McDonald, E. v. Whitewater Challengers, Inc.

116 A.3d 99
CourtSuperior Court of Pennsylvania
DecidedApril 29, 2015
Docket1221 MDA 2013
StatusPublished
Cited by58 cases

This text of 116 A.3d 99 (McDonald, E. v. Whitewater Challengers, Inc.) is published on Counsel Stack Legal Research, covering Superior Court of Pennsylvania primary law. Counsel Stack provides free access to over 12 million legal documents including statutes, case law, regulations, and constitutions.

Bluebook
McDonald, E. v. Whitewater Challengers, Inc., 116 A.3d 99 (Pa. Ct. App. 2015).

Opinion

OPINION BY

FITZGERALD, J.:

Appellant/Cross-Appellee, Erin McDonald, appeals from the order entered in the Luzerne County Court of Common Pleas denying her motion for partial sum *102 mary judgment adverse to Appel-lees/Cross-Appellants, Whitewater Challengers, Inc., a Pennsylvania corporation, and Whitewater Challengers Outdoor Adventure Center, trading or doing business as Whitewater Challengers, Inc. (collectively, “Whitewater”). McDonald, a New York resident, suggests the trial court erred by holding Pennsylvania law — and not New York law — applies to this case. Whitewater also appeals from the order denying their motion for summary judgment. Whitewater contends the trial court erred by concluding material issues of fact existed regarding whether McDonald was economically compelled to sign the contract at issue. We hold that when a New York resident signs an exculpatory release with a Pennsylvania corporation engaged in the business of whitewater rafting in Pennsylvania and is injured while whitewater rafting, Pennsylvania law applies. We further hold that McDonald cannot invoke economic compulsion against Whitewater and that judgment should be entered in Whitewater’s favor on liability. Thus, we affirm in part and reverse in part.
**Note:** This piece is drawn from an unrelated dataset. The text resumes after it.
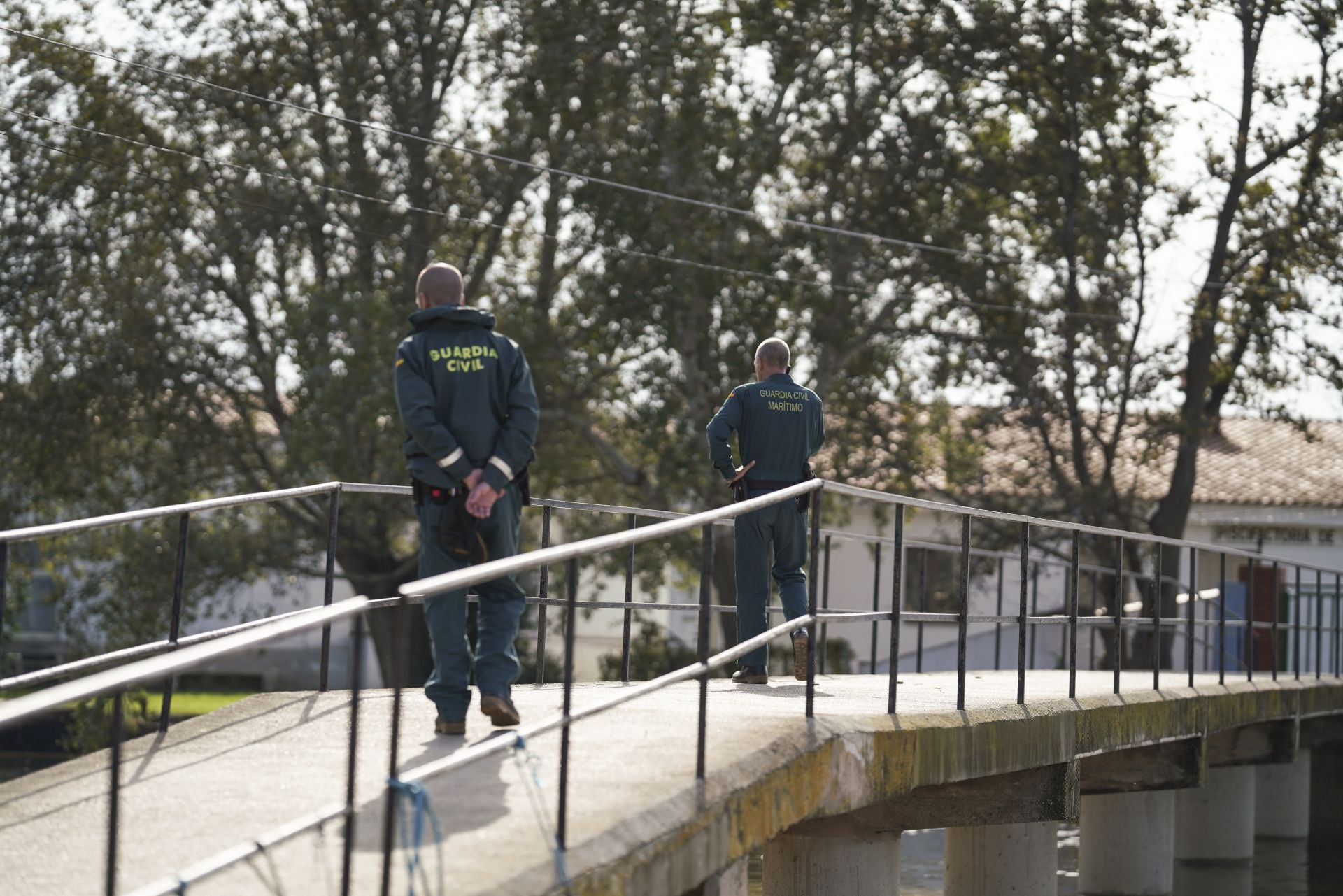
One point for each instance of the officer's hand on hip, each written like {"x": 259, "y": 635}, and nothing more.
{"x": 480, "y": 503}
{"x": 741, "y": 471}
We state the facts as set forth by the trial court:

[McDonald] filed a complaint on [July] 24, 2008[,] alleging that on May 19, 2006, she was a school teacher employed by [t]he School of [the] Holy Child in Rye, New York.
She alleges that on [May 19, 2006], she and other School faculty members chaperoned seventy-two (72) seventh and eighth grade school children on a whitewater rafting “field trip” down a portion of the Lehigh River conducted by [Whitewater].
[McDonald’s] raft struck a large rock situated in the river bed, ejecting [her] from the raft onto the rock, allegedly causing her the injuries alleged in her complaint.
[McDonald’s] allegations of negligence, in paragraph 40 of her complaint, are as follows:
40. [Whitewater’s] negligence consisted of but was not limited to the following:
a. Failing to provide a river guide/instructor in [McDonald’s] boat;
b. Failing to provide a properly inflated raft;
c. Failing to advise [McDonald] on the grade and / or class of the whitewater rapids;
d. Failing to properly instruct [McDonald] on how to safely and effectively maneuver fast and difficult rapids; and
e. Allowing an unsafe number of inexperienced rafters to operate a raft.
[McDonald’s Compl., 7/24/08, at 9-10.]
At her place of employment, two (2) days before the excursion, [McDonald] signed [Whitewater’s] form “RELEASE OF LIABILITY”....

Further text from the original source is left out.